C. Keith Ray

C. Keith Ray writes about and develops software in multiple platforms and languages, including iOS® and Macintosh®.
Keith's Résumé (pdf)

Monday, January 27, 2014

Some thoughts on C, OO, ObjC, C++

C allows structs to be copied "by value" but C doesn't allow array types to be copied—directly. The following code will not compile:

typedef int FiveIntsArray[5];

FiveIntsArray function5ints( FiveIntsArray arrIn )
{
    FiveIntsArray ret:
    ret = arrIn;
    return ret;
}

int main(int argc,char*argv[])
{
    FiveIntsArray arr = {1,2,3,4,5};
    FiveIntsArray bar;
    bar = function5ints(arr);
    printf("%d, %d, %d, %d, %d\n", bar[0], bar[1], bar[2], bar[3], bar[4]);
}

Yes, it does not compile:



But put all this inside a struct, and it all works!

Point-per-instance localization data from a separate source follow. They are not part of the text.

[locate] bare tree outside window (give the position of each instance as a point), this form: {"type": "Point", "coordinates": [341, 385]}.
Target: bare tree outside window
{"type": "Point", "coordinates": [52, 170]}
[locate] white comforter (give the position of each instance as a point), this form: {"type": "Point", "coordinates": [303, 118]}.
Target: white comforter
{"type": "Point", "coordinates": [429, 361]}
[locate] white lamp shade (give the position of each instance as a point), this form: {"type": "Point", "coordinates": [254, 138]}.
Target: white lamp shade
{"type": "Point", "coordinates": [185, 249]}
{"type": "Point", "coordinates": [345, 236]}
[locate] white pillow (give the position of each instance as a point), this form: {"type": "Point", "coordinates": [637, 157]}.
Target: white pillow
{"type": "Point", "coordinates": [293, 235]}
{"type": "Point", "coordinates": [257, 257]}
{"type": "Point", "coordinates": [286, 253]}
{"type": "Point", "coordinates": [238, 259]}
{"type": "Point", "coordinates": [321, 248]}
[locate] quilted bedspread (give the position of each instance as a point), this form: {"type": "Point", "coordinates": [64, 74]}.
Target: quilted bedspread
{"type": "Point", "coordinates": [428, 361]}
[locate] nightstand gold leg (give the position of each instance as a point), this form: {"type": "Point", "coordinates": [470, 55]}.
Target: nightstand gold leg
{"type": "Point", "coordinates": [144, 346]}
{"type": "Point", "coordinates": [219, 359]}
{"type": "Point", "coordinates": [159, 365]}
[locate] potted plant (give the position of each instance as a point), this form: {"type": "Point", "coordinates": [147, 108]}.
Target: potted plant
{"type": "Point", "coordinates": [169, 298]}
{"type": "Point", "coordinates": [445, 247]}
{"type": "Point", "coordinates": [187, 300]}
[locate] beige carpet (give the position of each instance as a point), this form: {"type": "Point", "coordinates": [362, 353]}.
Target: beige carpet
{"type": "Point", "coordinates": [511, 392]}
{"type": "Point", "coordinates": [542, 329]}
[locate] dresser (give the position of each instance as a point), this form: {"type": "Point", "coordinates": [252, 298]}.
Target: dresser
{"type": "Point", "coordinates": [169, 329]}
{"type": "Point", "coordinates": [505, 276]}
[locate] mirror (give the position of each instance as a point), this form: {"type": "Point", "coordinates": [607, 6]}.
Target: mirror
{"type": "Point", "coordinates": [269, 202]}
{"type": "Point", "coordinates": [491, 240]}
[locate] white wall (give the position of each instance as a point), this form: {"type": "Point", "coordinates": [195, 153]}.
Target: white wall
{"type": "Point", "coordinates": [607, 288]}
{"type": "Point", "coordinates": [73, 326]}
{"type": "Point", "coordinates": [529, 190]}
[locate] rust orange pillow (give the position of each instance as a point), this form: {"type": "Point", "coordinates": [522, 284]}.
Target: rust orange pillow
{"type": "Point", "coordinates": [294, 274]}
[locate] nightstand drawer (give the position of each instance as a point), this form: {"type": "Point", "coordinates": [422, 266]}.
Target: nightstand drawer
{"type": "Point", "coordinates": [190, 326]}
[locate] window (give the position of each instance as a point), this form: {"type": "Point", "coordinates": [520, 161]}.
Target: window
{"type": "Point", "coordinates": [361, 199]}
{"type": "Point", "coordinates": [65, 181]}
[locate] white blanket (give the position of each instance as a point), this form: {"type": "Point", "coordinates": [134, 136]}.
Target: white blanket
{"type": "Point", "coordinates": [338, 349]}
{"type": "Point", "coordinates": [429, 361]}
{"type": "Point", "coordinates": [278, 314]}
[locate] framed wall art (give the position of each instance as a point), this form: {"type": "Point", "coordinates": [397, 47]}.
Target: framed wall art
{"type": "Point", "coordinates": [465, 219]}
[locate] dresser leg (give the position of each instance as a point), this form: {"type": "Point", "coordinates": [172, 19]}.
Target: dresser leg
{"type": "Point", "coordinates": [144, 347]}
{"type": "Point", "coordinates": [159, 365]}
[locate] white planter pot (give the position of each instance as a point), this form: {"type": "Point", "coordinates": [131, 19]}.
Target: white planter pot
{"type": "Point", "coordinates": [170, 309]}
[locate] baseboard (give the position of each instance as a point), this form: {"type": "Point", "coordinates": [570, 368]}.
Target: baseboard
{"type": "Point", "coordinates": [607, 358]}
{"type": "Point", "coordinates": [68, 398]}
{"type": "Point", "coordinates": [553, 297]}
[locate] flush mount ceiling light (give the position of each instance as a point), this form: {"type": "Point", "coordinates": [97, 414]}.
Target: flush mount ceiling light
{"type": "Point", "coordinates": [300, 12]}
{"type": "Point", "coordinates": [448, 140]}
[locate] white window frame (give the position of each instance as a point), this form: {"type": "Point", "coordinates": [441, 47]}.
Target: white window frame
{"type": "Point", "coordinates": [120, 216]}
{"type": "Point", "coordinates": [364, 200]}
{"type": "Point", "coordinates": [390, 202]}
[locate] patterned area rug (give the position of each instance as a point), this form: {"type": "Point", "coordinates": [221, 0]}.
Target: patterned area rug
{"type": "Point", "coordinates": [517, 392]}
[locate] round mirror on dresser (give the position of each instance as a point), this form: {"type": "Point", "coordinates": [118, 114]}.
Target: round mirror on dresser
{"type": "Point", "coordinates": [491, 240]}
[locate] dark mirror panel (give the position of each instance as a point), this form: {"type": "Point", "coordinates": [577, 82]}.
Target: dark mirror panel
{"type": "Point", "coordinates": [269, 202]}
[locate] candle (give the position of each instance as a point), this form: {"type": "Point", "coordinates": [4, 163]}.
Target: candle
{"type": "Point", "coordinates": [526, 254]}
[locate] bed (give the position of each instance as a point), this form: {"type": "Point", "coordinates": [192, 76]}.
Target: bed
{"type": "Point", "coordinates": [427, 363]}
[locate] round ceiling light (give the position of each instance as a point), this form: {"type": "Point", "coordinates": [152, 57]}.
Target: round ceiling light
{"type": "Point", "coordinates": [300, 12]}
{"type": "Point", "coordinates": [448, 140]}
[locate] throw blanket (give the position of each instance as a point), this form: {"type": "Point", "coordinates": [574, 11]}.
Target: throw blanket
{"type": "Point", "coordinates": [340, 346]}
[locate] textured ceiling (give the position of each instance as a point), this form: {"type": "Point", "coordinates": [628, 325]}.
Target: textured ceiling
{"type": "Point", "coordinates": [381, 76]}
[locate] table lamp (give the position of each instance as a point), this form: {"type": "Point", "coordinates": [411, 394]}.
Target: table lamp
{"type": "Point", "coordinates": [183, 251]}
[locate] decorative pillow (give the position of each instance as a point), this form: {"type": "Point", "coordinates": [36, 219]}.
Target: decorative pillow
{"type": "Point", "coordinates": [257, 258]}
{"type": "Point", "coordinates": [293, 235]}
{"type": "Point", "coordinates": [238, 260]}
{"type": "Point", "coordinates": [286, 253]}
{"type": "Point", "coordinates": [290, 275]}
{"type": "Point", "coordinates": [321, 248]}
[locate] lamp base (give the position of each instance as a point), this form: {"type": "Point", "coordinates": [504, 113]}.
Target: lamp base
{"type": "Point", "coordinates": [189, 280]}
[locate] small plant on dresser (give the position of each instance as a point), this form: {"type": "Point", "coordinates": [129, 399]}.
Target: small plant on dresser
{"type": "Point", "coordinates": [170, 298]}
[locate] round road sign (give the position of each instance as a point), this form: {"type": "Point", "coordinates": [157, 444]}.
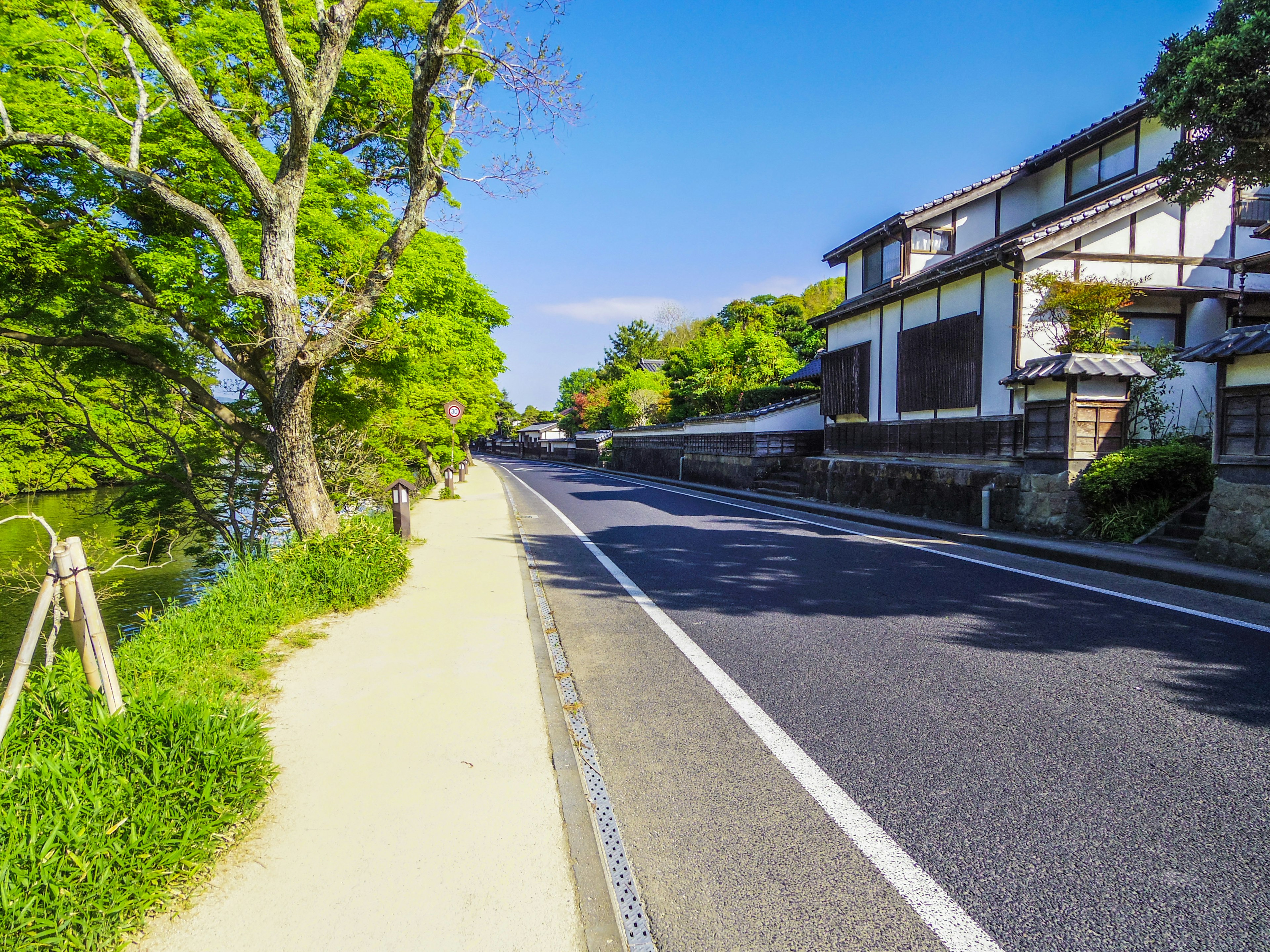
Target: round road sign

typedef struct FiveIntsStruct {
    int arr[5];
} FiveIntsStruct;

FiveIntsStruct function5ints( FiveIntsStruct arrIn )
{
    FiveIntsStruct ret;
    ret = arrIn;
    return ret;
}

int main(int argc,char*argv[])
{
    FiveIntsStruct arr = {{1,2,3,4,5}};
    FiveIntsStruct bar;
    bar = function5ints(arr);
    printf("%d, %d, %d, %d, %d\n", bar.arr[0], bar.arr[1], bar.arr[2], bar.arr[3], bar.arr[4]);
}

And I get this output:

1, 2, 3, 4, 5
Program ended with exit code: 0

Ta-da!

However, struct-copying, at least in the early days of C, was thought to be not very efficient, and was often avoided in C code. This tradition is so ingrained in C programmers that I have met 
some programmers who didn't know that struct-copying is allowed in C.

For small structs, and under modern compilers, struct-copying can be just as efficient as passing a single value, and more efficient than passing a pointer to a struct, which requires dereferencing the pointer to access its members. A 64-bit CPU can hold an entire FiveiIntsStruct in a single register.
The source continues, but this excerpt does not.